The amounts of 25-hydroxyvitamin D in plasma samples were determined using HPLC technique. The plasma samples were mixed with acetonitrile (1:2 v/v of plasma:acetonitrile), and extracted according to Olkowski et al [32]. The present study used an analytical reverse phase C18 column (5 μm, 4.6×150 mm; Restek, USA). The injected volume was 50 μL. The mobile phase (100% acetonitrile) was delivered at a 2.0 mL/min flow rate. The UV detection was monitored at 264 nm. Calibration curves for measuring 25(OH)D in plasma were created using authentic standards of 25(OH)D₂ and 25(OH)D₃.

Statistical analyses

Data from experiments were evaluated using the SPSS application. The IBM statistical package’s (20.0) results are displayed as mean±standard error mean. The effects of treatments on feed intake, milk production, milk composition, vitamin D in milk, fatty acid profile, and blood parameters were analyzed using a general linear model procedure for a Latin Square design.
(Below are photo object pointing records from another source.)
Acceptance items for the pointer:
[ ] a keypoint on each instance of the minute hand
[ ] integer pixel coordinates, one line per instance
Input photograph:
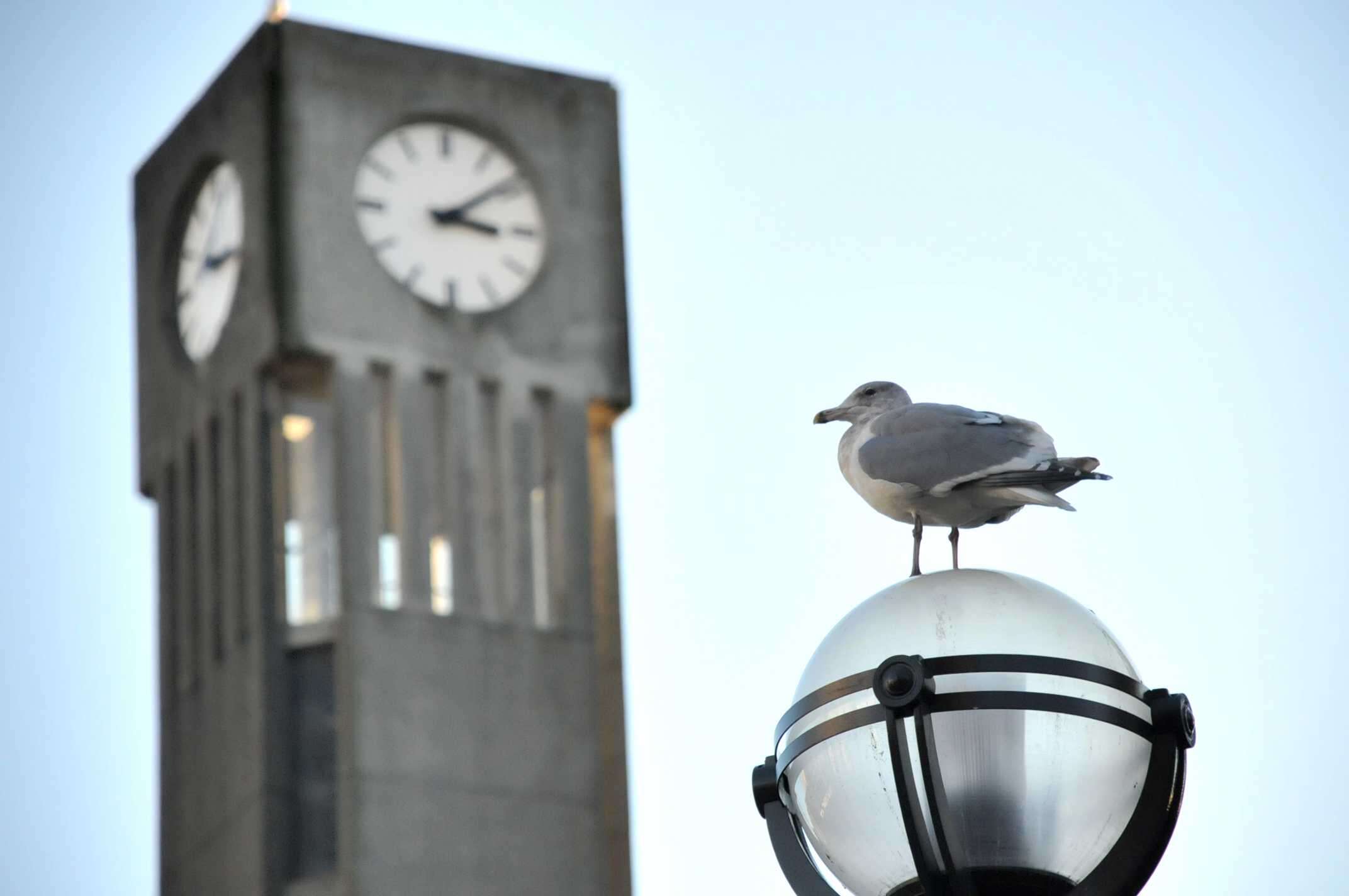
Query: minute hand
(445, 216)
The model for analysis was: γ_ijk = μ+ρ_i+β_j+τ_k+e_ijk, Where γ_ijk = the observation of experiment; μ = overall mean; ρ_i = period effect; β_j = cow effect; τ_k = treatment effect; e_ijk = the random residual. The model included the fixed effects of treatment and period, and the random effect of cows nested within the squares. The Duncan’s multiple range test was selected for separation of treatment means. Statistical significance was defined as p<0.05.

RESULTS

Lactation performance

Dry matter intake was not influenced by live yeast and UV-B irradiated vitamin D enriched yeast treatments throughout the experiment (Table 2). After the first 14 days, dairy cows from the LY and VDY groups had milk lactose levels higher than the CON group (4.37%, 4.38% vs 4.28%; p = 0.007), while the VDY group had a higher vitamin D₂ content than the CON and LY groups (376.41 vs 305.15, 302.14 ng/L; p<0.001). After a trial period of 35 days, the LY and VDY groups had higher milk lactose levels than the CON group (4.33%, 4.34% vs 4.23%; p = 0.010), compared to the dairy cows in the CON and LY groups, those treated with VDY produced more vitamin D₂ content (413.46 vs 306.76, 301.12 ng/L; p<0.001). There was no significant effect of treatment on milk yield, FCM 3.5%, ECM, fat yield, protein yield, milk fat, milk protein, TS, SNF, and vitamin D₃ content in milk throughout the first 14 days and 35 days of the study, as is shown in Table 2.

Milk fatty acid profile

The concentrations of fatty acid composition in milk after the 35-day experimental feeding are displayed in Table 3. Dietary supplements had no effect on the milk fatty acid profile except for a few minor changes compared to the CON group; oleic acid (C18:1) tends to be higher in the LY and VDY groups (29.83, 29.99, vs 29.00 g/100 g; p = 0.051). The treatment had no effect on the other fatty acids.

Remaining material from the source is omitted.